Re:And queue up the... (1)

Obfuscant (592200) | more than 3 years ago | (#37075554)

but the truth still hasn't stopped the jokes)

The truth is the reason for the jokes. We all know what he said, just some people want to deny it.

"In a March 1999 interview with Wolf Blitzer, Gore said, "During my service in the United States Congress, I took the initiative in creating the Internet."" http://www.perkel.com/politics/gore/internet.htm [perkel.com] . If you want to argue that he "promoted" the internet, fine, but to claim that "create" means simply "promote", you're wrong. Try telling the actual creators of JIF peanut butter that you created JIF peanut butter because you promote the brand and they'll laugh you into next week.

You want to laugh at Quayle because he used a valid but older spelling for "potatoe", then accept the hoots and howls when Gore talks about creating things.

Re:And queue up the... (3, Informative)

riverat1 (1048260) | more than 3 years ago | (#37075842)

Al Gore brought the High Performance Computing and Communications Act of 1991 to Congress and got it passed. That was one of the fundamental pieces of legislation that took ARPANET from being a limited military/education network to the commercial Internet.

In Wikipedia it says:

Former Republican Speaker of the United States House of Representatives Newt Gingrich also stated: "In all fairness, it's something Gore had worked on a long time. Gore is not the Father of the Internet, but in all fairness, Gore is the person who, in the Congress, most systematically worked to make sure that we got to an Internet, and the truth is -- and I worked with him starting in 1978 when I got [to Congress], we were both part of a "futures group" -- the fact is, in the Clinton administration, the world we had talked about in the '80s began to actually happen."

I don't think saying his he created it is any more than normal political spin.

Re:And queue up the... (1)

Boronx (228853) | more than 3 years ago | (#37076014)

From your link:

But the real question is what, if anything, did Gore actually do to create the modern Internet? According to Vincent Cerf, a senior vice president with MCI Worldcom who's been called the Father of the Internet, "The Internet would not be where it is in the United States without the strong support given to it and related research areas by the Vice President in his current role and in his earlier role as Senator."

Jabbing at Quayle for misspelling potato is also not fair, though he attempted to correct a student who had spelled it correctly. I don't see why one unfair but true media frenzy should justify another unfair and false one. But forget the poatoe incident. The reason so many think of Quayle as a dolt is because he admonished a fictional character for getting pregnant. That, and his obviously shallow understanding of the issues. He was Sarah Palin before Sarah Palin was cool.

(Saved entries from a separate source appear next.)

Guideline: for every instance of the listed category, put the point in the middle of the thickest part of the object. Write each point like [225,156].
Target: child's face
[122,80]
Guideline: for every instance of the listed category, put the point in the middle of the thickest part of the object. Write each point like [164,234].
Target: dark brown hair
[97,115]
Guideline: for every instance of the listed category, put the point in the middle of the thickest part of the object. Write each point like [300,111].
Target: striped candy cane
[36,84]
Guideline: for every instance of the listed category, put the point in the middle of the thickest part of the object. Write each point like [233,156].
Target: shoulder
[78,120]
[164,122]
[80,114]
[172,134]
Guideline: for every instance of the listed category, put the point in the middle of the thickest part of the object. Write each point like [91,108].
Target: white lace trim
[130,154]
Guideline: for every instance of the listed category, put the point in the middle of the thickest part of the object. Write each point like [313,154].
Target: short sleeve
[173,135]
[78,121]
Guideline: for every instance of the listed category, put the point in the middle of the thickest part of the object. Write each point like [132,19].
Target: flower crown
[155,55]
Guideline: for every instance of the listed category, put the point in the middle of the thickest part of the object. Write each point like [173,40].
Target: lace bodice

Ripping on Gore for picking Lieberman for Veep is totally legitimate.

Re:And queue up the... (2)

RoccamOccam (953524) | more than 3 years ago | (#37076220)

"... Ultimately, however, marriage is a moral issue that requires cultural consensus, and the use of social sanctions. Bearing babies irresponsibly is, simply, wrong. Failure to support children one has fathered is wrong. We must be unequivocal about this.

It doesn’t help matters when prime time TV has Murphy Brown – a character who supposedly epitomizes today’s intelligent, highly paid, professional woman – mocking the importance of a father, by bearing a child alone, and calling it just another “lifestyle choice.”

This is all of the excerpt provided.